Monday, January 24, 2011

Revised schedule up under course docs

Hi everyone:

Because of last Thursday's snow day, I've pushed the assignment due date (for the first assignment & its revision only) and the reading schedule back a week or two. So the Frederick Douglass paper is now due in tutorial the week of Feb. 1/3. You will get your marked papers back after reading break, & the revisions are due a week after that. The readings are all pushed back - which means you should have no problem getting the Gertrude Stein text read for next week (you should already have started it) & keeping up with Zizek. You can find the revised schedule on the lower right of this blog, under course docs.

Using Lacan/Zizek in your paper

A good question came in over the weekend & since it's about the paper you're working on right now, I'd like to share it here.

Q: I have a question about the Lacan paper or I suppose papers: are we supposed to read them with a Lacanian interpretation or are we supposed to read them in a Zizekian interpretation of Lacan?
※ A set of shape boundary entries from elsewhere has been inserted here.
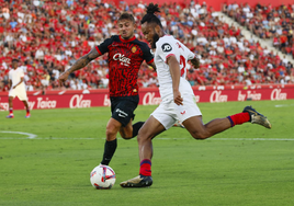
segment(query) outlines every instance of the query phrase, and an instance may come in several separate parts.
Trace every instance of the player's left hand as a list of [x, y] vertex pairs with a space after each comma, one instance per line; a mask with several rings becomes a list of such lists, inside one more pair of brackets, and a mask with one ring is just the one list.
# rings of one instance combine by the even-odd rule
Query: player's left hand
[[183, 99], [180, 91], [173, 91], [173, 102], [177, 105], [183, 105]]

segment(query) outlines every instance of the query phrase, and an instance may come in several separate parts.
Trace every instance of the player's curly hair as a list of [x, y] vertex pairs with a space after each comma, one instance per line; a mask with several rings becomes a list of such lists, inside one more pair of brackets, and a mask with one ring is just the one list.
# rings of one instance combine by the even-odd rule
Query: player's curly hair
[[156, 12], [160, 12], [158, 4], [149, 3], [147, 7], [147, 13], [143, 16], [140, 23], [156, 23], [162, 27], [160, 20], [155, 15]]
[[131, 13], [123, 12], [118, 18], [118, 22], [122, 21], [122, 20], [129, 20], [131, 22], [133, 22], [135, 24], [135, 18]]

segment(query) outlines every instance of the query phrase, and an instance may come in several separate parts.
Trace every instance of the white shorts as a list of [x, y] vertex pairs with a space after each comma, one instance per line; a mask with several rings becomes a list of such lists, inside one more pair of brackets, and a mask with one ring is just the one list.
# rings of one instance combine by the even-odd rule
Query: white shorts
[[192, 116], [202, 115], [194, 95], [182, 95], [182, 98], [183, 105], [177, 105], [173, 100], [170, 100], [169, 102], [161, 102], [151, 113], [166, 129], [172, 127], [177, 121], [184, 122]]
[[26, 95], [26, 91], [25, 89], [11, 89], [9, 91], [9, 94], [8, 96], [12, 96], [12, 98], [15, 98], [18, 96], [20, 99], [20, 101], [27, 101], [27, 95]]

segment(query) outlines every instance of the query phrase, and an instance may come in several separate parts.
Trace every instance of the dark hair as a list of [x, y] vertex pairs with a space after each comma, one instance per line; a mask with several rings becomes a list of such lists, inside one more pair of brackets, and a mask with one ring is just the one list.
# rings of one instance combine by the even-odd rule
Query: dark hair
[[140, 23], [156, 23], [160, 27], [162, 27], [162, 24], [160, 20], [155, 15], [155, 12], [160, 12], [158, 4], [149, 3], [149, 5], [147, 7], [147, 13], [143, 16]]
[[126, 13], [126, 12], [122, 13], [120, 15], [120, 18], [118, 18], [118, 22], [122, 21], [122, 20], [129, 20], [129, 21], [132, 21], [135, 24], [135, 18], [131, 13]]

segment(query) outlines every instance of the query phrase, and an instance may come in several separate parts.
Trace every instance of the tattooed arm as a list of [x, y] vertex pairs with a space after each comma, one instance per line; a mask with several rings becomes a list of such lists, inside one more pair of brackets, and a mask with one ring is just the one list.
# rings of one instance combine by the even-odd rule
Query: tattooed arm
[[58, 79], [59, 79], [60, 83], [63, 83], [67, 80], [69, 73], [86, 67], [91, 60], [95, 59], [99, 56], [100, 56], [100, 54], [97, 52], [95, 47], [93, 47], [90, 50], [90, 53], [80, 57], [69, 69], [67, 69], [65, 72], [63, 72], [59, 76]]

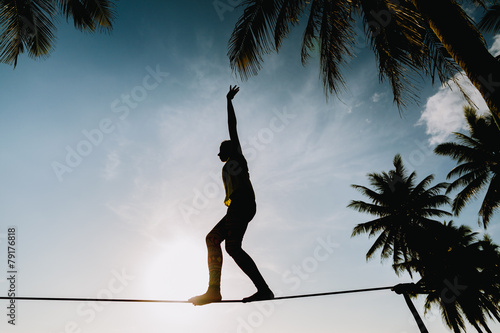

In my search to find a better explanation of Lacan, I have stumbled across his psycho-sexual stages as well as the Oedipus complex and I would very much like to use those ideas for the Frederick Douglass paper. Since, these ideas are not in the Zizek book you gave us I thought it would be best if I asked if this was allowed.

A: For the first paper, on Douglass, any Lacanian references are bonus so take them from where you'd like (properly cited). For the final paper, I do want to see references to the Zizek text as it is assigned to the course - but, again, if you also have other Lacanian citations (including from my lectures or tutorial) that's all good.

Thursday, January 20, 2011

snow day

Due to buses service being suspended @ SFU - for the past hour - I am cancelling today's 10:30 a.m. lecture and my 12:30 tutorial. Because I was to lecture on Frederick Douglass again this week, THE FIRST PAPER'S DEADLINE IS PUSHED BACK A WEEK - so it is now due in tutorial not next week, but the following week (Feb 1/3). Please take care if you're on the roads today & I'll see you next week. I will be up on campus (snow willing) tomorrow afternoon, so will be available for office consultation - please email me. - Prof. Burnham

Monday, January 17, 2011

WeeTube @ the PuSH festival

Tonight at the opening "gala" for the PuSH theatre festival I saw a great performance by Theatre Replacement called WeeTube - a short description is here - the actors read out (they're listening to iPods) the comments sections from wack YouTube videos (Christ getting hit by a bus, Saudi guys skating on a freeway, a woman bonking her head on a TV lipsyncing to Beyonce's Single Girl, etc.). The performance works in two ways: enunciating (saying out loud) the often obscene or acronymic (LOL etc) comments is a kind of disjunction between what we are used to reading but not hearing; too, the banality of the comments have their own kind of poetry, esp when the commentators start arguing or "flaming" with each other.